Midi
Midi

Reputation: 153

How can I split a Dataset from a .csv file for Training and Testing?

I'm using Python and I need to split my .csv imported data in two parts, a training and test set, E.G 70% training and 30% test.

I keep getting various errors, such as 'list' object is not callable and so on.

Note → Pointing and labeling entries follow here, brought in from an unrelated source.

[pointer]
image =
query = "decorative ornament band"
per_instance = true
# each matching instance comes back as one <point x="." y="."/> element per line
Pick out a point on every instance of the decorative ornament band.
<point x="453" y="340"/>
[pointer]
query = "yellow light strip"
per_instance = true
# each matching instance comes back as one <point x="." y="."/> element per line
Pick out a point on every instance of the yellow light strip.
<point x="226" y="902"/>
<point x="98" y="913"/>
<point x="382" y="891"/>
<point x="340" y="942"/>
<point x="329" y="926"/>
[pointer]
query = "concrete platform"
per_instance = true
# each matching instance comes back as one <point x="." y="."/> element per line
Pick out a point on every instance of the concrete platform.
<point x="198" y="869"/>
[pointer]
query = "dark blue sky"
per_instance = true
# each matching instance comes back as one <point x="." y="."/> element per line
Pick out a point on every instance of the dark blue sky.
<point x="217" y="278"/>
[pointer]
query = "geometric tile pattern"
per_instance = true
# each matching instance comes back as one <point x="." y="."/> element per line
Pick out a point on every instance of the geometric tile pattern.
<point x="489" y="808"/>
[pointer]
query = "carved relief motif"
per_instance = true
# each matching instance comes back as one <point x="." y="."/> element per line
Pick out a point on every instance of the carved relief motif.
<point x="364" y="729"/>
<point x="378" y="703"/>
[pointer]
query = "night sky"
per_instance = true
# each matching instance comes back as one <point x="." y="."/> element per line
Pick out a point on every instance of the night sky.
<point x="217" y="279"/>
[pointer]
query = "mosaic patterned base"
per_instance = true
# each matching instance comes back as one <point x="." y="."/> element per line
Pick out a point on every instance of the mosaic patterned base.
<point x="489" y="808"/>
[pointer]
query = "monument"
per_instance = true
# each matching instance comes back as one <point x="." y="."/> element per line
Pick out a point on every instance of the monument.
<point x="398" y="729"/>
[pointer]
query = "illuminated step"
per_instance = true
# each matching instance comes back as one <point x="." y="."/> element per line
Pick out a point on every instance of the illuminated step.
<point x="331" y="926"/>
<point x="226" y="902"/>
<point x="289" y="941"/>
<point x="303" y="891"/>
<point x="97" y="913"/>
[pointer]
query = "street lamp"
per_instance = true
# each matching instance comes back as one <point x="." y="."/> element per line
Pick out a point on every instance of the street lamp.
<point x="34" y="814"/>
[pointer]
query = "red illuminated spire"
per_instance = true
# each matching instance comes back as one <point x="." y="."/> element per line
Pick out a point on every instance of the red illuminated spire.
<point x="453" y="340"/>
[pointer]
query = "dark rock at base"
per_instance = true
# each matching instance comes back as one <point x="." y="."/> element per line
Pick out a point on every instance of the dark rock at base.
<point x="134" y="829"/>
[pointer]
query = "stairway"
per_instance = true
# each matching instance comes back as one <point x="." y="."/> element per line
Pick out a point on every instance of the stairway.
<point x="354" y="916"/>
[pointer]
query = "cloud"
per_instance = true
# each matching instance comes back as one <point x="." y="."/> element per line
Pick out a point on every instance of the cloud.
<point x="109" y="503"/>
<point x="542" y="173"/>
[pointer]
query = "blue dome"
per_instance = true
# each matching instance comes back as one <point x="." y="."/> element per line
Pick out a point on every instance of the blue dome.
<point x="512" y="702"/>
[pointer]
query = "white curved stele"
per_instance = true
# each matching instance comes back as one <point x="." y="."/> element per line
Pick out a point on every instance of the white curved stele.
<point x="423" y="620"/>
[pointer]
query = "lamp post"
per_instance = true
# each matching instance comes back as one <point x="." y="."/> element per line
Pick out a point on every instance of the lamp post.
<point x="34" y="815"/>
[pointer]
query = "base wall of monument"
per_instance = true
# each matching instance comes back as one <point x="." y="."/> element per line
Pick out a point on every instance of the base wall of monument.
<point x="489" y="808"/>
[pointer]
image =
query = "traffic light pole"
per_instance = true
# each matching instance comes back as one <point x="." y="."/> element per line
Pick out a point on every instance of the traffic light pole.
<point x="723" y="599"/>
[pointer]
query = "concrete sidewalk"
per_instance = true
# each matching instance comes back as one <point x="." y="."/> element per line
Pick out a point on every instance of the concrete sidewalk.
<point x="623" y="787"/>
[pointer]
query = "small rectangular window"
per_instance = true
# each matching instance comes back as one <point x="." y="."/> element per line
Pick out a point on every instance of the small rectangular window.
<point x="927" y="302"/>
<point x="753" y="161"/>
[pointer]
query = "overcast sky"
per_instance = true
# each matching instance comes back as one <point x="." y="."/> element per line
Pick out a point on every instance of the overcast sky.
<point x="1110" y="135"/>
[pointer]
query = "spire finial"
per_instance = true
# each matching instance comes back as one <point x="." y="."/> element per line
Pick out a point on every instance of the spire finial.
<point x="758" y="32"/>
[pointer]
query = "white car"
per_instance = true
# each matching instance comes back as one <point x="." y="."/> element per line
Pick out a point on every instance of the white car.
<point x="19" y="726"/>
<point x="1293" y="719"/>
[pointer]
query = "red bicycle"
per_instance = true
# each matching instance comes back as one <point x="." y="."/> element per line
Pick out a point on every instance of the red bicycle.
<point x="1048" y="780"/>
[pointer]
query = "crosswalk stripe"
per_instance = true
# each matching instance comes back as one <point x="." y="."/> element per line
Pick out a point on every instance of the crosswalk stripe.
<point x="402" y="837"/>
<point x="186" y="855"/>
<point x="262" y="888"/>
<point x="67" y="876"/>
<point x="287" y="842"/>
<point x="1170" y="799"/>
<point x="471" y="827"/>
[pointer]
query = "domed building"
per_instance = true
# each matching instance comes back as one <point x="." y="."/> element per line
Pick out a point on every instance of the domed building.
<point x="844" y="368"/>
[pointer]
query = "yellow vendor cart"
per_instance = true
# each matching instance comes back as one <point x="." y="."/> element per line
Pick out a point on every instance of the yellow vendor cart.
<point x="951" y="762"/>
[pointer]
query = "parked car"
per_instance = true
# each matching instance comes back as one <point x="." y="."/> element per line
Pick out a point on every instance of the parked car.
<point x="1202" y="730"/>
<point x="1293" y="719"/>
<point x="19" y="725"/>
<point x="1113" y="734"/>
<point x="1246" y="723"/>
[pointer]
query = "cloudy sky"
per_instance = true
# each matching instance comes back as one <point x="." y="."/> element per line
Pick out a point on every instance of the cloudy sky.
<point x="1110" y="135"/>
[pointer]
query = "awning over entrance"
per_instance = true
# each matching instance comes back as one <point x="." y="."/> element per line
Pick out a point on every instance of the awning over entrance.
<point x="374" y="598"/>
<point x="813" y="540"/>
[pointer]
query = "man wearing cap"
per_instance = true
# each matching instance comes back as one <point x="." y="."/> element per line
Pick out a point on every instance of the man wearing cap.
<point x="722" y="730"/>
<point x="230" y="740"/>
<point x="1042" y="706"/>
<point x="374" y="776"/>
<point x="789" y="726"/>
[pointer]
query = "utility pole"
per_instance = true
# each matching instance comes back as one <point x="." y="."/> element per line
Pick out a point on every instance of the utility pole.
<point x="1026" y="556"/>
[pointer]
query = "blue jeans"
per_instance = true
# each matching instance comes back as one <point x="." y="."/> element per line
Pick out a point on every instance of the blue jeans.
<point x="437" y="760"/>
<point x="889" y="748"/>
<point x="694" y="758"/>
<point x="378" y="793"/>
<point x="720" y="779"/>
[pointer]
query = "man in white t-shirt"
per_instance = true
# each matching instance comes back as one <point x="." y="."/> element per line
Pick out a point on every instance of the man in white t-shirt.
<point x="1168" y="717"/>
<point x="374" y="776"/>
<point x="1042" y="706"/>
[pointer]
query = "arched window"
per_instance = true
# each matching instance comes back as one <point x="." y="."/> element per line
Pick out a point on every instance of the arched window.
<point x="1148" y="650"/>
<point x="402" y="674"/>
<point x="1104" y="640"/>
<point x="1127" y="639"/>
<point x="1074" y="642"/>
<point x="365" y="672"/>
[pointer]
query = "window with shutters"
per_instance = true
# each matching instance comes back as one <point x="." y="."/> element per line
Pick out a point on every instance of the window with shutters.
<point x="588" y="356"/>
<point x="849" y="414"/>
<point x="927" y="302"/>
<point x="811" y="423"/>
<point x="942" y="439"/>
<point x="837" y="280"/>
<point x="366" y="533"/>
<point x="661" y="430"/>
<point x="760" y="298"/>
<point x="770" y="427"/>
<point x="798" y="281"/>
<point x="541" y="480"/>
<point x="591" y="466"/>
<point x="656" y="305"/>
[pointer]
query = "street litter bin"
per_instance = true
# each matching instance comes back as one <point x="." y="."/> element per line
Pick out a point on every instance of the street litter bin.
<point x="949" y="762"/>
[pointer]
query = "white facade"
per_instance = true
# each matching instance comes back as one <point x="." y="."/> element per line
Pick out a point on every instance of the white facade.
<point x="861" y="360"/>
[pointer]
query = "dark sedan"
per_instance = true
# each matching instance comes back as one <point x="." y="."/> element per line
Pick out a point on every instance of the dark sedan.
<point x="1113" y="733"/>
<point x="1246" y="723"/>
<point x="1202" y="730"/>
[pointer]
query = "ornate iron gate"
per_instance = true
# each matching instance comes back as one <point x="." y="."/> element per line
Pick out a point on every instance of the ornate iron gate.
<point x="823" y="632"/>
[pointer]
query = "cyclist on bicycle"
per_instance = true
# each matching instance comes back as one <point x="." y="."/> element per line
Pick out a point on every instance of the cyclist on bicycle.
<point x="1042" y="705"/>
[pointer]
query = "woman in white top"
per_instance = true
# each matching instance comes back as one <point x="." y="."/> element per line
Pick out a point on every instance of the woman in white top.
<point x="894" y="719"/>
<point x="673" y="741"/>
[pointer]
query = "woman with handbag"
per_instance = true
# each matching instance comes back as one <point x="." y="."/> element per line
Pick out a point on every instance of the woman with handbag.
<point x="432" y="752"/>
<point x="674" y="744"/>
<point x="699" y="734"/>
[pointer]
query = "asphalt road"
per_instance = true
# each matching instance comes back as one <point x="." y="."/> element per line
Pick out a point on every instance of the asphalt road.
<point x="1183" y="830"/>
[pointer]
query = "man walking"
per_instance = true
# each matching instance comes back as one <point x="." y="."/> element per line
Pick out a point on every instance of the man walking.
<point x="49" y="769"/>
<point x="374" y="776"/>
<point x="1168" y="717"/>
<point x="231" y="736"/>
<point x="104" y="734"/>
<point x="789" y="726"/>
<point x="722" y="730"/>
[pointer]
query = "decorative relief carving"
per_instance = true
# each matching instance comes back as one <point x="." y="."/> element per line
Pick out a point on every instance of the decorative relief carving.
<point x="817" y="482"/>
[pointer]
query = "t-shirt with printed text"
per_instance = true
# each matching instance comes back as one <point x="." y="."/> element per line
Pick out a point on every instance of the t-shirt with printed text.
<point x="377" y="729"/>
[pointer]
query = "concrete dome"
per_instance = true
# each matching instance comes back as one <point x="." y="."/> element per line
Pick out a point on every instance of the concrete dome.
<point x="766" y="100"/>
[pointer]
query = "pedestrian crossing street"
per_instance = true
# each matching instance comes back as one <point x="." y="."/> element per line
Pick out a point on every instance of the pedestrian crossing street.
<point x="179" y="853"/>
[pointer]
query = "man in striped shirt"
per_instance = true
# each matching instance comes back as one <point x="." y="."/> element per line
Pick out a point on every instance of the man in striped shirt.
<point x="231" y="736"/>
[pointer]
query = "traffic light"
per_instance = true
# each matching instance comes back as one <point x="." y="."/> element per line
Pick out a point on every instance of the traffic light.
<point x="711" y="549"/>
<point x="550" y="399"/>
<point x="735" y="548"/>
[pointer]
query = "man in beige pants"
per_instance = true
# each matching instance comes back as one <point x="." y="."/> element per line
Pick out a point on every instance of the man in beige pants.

Is there any easy way of doing this?

Thanks

EDIT:

The code is basic, I'm just looking to split the dataset.

from csv import reader
with open('C:/Dataset.csv', 'r') as f:
    data = list(reader(f)) #Imports the CSV
    data[0:1] ( data )

TypeError: 'list' object is not callable

Upvotes: 13

Views: 50616

Answers (5)

sstrcom
sstrcom

Reputation: 1

import pandas as pd
import numpy as np
from sklearn.model_selection import train_test_split

df = pd.read_csv("in.csv")
indices = np.arange(len(df))
indices_train, indices_test = train_test_split(indices, test_size = 0.3)
df_train = df.iloc[indices_train]
df_test = df.iloc[indices_test]
df_train.to_csv("train.csv")
df_test.to_csv("test.csv")

Upvotes: -1

rounak
rounak

Reputation: 79

You should use sklearn.model_selection.train_test_split as its the best for purpose of splitting a dataset below i'm giving code to use it

`

import pandas as pd
from sklearn.model_selection import train_test_split

data = pd.read_csv('C:/Dataset.csv')
x_train,x_test,y_train,y_test = train_test_split(data["qus"], 
data["ans"],test_size = 0.3)

train_data = pd.concat([x_train , y_train], axis = 1)
test_data = pd.concat([x_train , y_train], axis = 1)
train_data.head()

`

Assuming that your csv contains 2 columns one for question and other for answer

Upvotes: 0

dr_dronych
dr_dronych

Reputation: 91

You should use the read_csv () function from the pandas module. It reads all your data straight into the dataframe which you can use further to break your data into train and test. Equally, you can use the train_test_split() function from the scikit-learn module.

Upvotes: 5

Flair
Flair

Reputation: 2907

Better practice and maybe more random is to use df.sample:

from numpy.random import RandomState
import pandas as pd

df = pd.read_csv('C:/Dataset.csv')
rng = RandomState()

train = df.sample(frac=0.7, random_state=rng)
test = df.loc[~df.index.isin(train.index)]

Upvotes: 10

zipa
zipa

Reputation: 27869

You can use pandas:

import pandas as pd
import numpy as np

df = pd.read_csv('C:/Dataset.csv')
df['split'] = np.random.randn(df.shape[0], 1)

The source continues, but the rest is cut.